Reimburse-the-veteran steps:

 1. Steps 1-7 are the same as pay-the-provider.

 2. VA denies provider invoice

 3. Provider invoices patient per insurance EOB

 4. Patient pays provider

 5. Veteran invoices VA

 6. VA pays the veteran the maximum allowable amount.

 7. If the patient's insurance unpaid copay is greater than the MAA. the veteran cannot recover the out-of-pocket difference cost.

The difference between what the veteran paid the provider and what the VA will pay based the MAA is the latrine deposit.  In a data sample comparing an insurance copayment compared to Medicare fee for the same service, the VA would have paid several thousand less than the insurance copay. Plus, if the patient paid the patient copay, that is more money in the latrine.

Bad data, bad VA:

A critical document in the follow-the-money process is the data on the invoice the provider or veteran submits to the VA. The cost of an episode of care is a medical treatment that involves one or more medical expenses.  A medical expense is a fee for a service.

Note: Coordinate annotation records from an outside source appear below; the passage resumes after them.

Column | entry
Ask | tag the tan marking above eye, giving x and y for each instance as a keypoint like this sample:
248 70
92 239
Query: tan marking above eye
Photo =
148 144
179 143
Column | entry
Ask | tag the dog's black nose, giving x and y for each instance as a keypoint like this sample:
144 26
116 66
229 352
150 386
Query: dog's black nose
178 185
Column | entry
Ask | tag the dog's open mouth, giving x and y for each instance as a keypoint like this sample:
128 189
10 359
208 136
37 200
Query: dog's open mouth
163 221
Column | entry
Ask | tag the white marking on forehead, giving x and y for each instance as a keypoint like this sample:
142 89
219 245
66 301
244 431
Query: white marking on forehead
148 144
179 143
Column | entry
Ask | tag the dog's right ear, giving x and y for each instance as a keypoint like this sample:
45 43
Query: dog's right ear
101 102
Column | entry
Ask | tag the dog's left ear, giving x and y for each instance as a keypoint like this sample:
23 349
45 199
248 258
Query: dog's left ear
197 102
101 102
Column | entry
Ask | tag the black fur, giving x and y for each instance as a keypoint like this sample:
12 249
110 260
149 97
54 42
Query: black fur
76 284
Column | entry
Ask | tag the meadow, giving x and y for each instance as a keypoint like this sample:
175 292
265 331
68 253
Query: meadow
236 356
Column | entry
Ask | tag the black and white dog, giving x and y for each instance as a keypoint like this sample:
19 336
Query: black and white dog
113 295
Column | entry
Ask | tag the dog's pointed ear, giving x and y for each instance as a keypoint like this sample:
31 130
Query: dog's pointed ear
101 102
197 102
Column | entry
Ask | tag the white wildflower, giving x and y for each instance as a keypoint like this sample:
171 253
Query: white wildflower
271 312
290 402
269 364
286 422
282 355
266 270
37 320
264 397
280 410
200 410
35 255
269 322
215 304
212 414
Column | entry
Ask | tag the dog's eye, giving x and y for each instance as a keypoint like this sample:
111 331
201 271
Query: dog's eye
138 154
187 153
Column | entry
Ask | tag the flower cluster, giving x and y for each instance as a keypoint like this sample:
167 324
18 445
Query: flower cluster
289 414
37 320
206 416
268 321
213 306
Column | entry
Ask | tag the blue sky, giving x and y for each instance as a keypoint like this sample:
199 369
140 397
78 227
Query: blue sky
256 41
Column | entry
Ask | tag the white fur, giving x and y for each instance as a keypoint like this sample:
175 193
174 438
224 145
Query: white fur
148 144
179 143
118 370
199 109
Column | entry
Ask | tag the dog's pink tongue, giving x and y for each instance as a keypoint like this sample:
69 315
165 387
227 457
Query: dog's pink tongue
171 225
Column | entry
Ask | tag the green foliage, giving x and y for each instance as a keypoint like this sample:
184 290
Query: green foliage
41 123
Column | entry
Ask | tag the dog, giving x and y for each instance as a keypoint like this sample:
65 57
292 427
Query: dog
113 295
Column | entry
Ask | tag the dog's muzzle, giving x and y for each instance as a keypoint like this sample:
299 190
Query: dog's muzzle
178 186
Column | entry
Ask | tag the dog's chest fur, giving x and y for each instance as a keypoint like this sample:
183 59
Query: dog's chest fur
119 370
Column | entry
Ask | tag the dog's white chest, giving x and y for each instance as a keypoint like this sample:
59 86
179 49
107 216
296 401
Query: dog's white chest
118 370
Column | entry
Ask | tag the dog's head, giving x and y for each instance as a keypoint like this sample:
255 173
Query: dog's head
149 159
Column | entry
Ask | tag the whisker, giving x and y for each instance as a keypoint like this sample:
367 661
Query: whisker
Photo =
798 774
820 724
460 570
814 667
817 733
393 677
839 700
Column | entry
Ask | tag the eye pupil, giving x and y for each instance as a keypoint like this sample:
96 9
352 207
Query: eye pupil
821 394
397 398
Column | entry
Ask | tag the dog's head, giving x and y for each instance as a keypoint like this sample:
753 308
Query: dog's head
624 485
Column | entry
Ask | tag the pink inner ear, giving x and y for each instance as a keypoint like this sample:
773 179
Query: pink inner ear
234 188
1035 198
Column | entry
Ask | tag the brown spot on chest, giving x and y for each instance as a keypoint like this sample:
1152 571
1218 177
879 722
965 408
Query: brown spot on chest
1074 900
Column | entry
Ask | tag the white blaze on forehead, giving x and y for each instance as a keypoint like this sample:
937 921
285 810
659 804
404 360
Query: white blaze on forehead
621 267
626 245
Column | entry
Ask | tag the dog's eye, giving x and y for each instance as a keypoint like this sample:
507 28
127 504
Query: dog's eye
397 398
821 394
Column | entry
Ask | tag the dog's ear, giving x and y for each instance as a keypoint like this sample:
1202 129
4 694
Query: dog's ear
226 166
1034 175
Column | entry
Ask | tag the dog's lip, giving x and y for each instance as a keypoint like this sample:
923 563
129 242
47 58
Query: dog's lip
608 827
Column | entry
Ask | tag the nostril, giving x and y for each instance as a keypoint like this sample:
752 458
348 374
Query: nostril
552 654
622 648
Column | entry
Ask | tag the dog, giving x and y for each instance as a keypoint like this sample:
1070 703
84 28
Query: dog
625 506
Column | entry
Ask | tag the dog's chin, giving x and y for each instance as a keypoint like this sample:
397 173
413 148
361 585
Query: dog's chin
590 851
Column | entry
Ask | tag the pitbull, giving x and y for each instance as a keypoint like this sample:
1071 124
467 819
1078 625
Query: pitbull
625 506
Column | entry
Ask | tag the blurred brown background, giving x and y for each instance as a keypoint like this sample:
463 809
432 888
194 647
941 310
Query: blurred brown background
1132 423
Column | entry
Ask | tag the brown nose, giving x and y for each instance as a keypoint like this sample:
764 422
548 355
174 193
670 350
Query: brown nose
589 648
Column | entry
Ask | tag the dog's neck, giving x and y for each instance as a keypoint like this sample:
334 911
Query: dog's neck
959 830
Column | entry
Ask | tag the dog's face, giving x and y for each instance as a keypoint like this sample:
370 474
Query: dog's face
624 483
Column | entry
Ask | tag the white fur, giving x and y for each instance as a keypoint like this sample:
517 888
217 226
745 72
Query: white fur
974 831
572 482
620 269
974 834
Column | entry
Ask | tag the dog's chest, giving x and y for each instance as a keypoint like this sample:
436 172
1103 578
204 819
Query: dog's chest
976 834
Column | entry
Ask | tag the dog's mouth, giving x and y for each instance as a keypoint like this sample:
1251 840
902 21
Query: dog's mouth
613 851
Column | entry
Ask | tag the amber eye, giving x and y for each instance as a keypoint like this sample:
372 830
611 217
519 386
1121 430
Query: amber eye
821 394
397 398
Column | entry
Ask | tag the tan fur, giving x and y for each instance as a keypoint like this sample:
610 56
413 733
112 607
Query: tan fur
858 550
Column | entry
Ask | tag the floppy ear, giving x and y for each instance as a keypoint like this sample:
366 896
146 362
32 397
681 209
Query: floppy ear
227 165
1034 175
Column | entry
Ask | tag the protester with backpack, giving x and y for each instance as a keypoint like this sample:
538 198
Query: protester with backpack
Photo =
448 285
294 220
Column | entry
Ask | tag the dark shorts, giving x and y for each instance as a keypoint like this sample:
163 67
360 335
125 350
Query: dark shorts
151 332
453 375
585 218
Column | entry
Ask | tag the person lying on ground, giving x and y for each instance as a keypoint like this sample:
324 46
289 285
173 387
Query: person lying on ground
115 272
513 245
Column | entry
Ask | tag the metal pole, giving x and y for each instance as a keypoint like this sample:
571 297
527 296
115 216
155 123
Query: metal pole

In order for the VA to calculate payout,  the VA needs:

 a. the fee for unpaid medical expenses

 b. the medical service code

 c. total of other payouts for the service

The current Form 10-7078 only includes the unpaid medical expense for the service. By Law, the provider must reconcile other payouts before invoicing the VA.

By Law, all payouts for the same medical expense reduce the MAA the VA can pay. The invoice form does not have a data entry that totals other payouts for the same service. Without the provider including the total, every invoice requires manual intervention.

Please fix it:

The OIG report's recommendations aid in grief experience relief.  Unless the OIG and the Secretary take action to close the wound that caused the trauma in the first place, the reconnections are like sand in an hourglass.

I. Correct the regulation

II. Recognize reimbursement is a formal business process.

III. Change the invoice form to include other payouts.

IV.  Respect private contracts

V. Honor the Goodwill Grant as private to the VA and not shared with others unless the use is for VA medical services.

The Goodwill Grant

If a veteran has a private health plan contract for medical insurance, the Goodwill Grant is the veteran's volunteered permission of the veteran's private health insurance for VA's direct cost recovery at VA facilities. 38 U.S. Code § 1729 - Recovery by the United States of the cost of certain care and services.

Author's Note:

I am not a lawyer, I am a good information analyst.  Everybody is an information modeler.  When a patient sees a doctor, the patient's normal information model experiences trauma. The doctor uses medical information models to create affinity information model about the trauma to create a diagnoses information model. 

An information analyst uses diagnostic and affinity tools to develop models for information science. When analyzing commercial business processes, contracts provide a formal definition of activity between two principals.  A principal can one and individual or group acting as an individual. A follow-the-money analysis tracks the title to money across contracts. An invoice is a demand to transfer title to money. A payment is a transfer of title to the money.

Title 38 Veterans' Benefits is a grant to a veteran for national service. The Federal Budget pays for government operations. Congress assigns the DVA to be Congress's agent to use the Federal Budget to pay for the veteran's benefits. Title 38 is a set of business rules Congress approved for the money's use. By following the business rules, the VA is a formal business activity. Behind 1725 is a least 5 contracts, VA & veteran, patient & provider, insured & insurer, provider & insurer, VA & provider where the title to money crosses. 

*jelly beans - the candy is firm and colorful on the outside, but soft and squishy on the inside.  In writing, a jelly bean is a comment about a statement that uses words that appear solid but lacks substance behind the words.